The Food and Drug Administration’s new commissioner is pledging to fully back efforts to develop harder-to-abuse painkillers, part of a sweeping government effort to reduce deadly overdoses tied to prescription pain medications. Dr. Robert Califf told a panel of FDA advisers on Tuesday that his agency alone cannot solve the crisis of prescription drug abuse. But he pledged to do “everything possible under our authority to prevent abuse, save lives and treat dependence.”
Last week, the Senate confirmed Califf to head the FDA, overcoming objections from some senators that his agency has not done enough to combat painkiller abuse. In remarks at FDA’s headquarters, Califf laid out his strategy for addressing the epidemic of abuse tied to opioids, which include both legal pain drugs and illegal narcotics like heroin. In 2014, fatal overdoses tied to those drugs climbed to about 28,000, the highest number on record, according to public health officials.

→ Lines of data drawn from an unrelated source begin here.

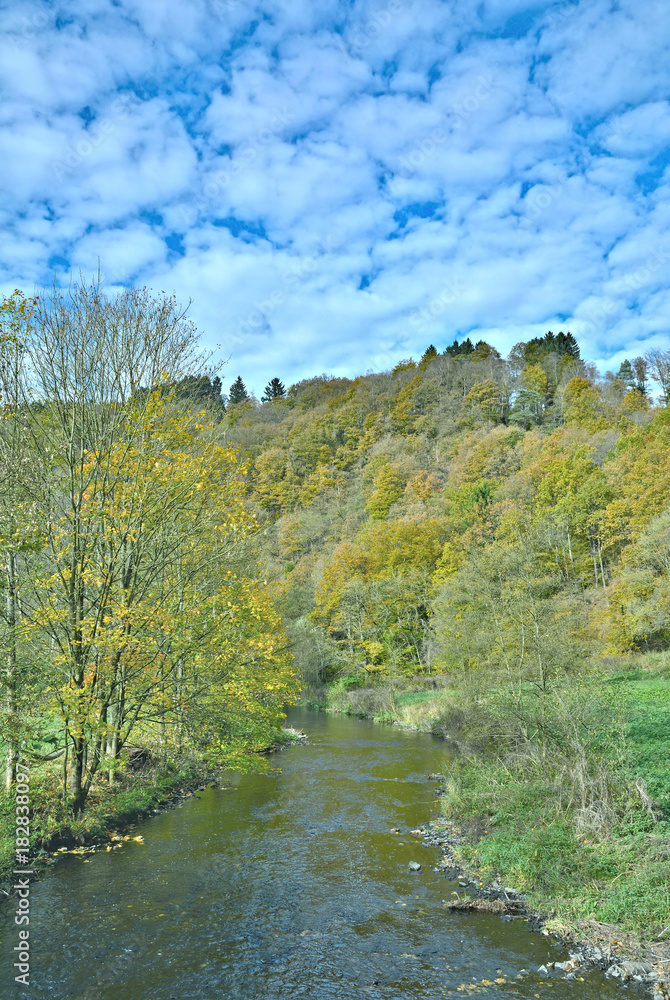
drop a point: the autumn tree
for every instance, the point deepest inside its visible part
(121, 498)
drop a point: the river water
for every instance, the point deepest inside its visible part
(284, 886)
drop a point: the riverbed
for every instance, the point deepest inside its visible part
(289, 885)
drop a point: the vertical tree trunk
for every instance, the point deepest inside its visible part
(12, 744)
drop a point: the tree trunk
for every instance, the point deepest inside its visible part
(12, 744)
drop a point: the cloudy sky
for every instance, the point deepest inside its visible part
(338, 183)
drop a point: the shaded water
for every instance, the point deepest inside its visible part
(288, 886)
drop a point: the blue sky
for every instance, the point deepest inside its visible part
(336, 185)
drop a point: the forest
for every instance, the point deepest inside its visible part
(470, 543)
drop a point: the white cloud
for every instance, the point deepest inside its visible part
(336, 185)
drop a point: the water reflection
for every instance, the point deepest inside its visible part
(286, 886)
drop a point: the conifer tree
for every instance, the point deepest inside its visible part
(238, 391)
(275, 389)
(626, 374)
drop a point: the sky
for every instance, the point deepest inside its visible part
(337, 184)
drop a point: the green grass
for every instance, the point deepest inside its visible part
(609, 736)
(107, 808)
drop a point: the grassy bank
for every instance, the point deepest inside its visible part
(564, 794)
(137, 792)
(108, 808)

“What we can do is work with prescribers, professional associations, patient advocates and state and local partners — essentially the entire country — to encourage safe use and disposal of opioid medications,” Califf said.
Califf has already pledged to add stronger warning labels to the most-commonly prescribed opioids, and to consult more with outside advisers. On Tuesday he highlighted the potential of new painkillers designed to discourage abuse. For instance, the latest version of OxyContin is harder to crush for snorting. When dissolved it turns into a thick jelly that is difficult to inject.
Califf acknowledged that such drugs are not full-proof solutions. “But the promise that we are on a path toward products that are effective in preventing abuse both by patients and non-patients is real. And the agency intends to fully support efforts to advance this technology,” he said.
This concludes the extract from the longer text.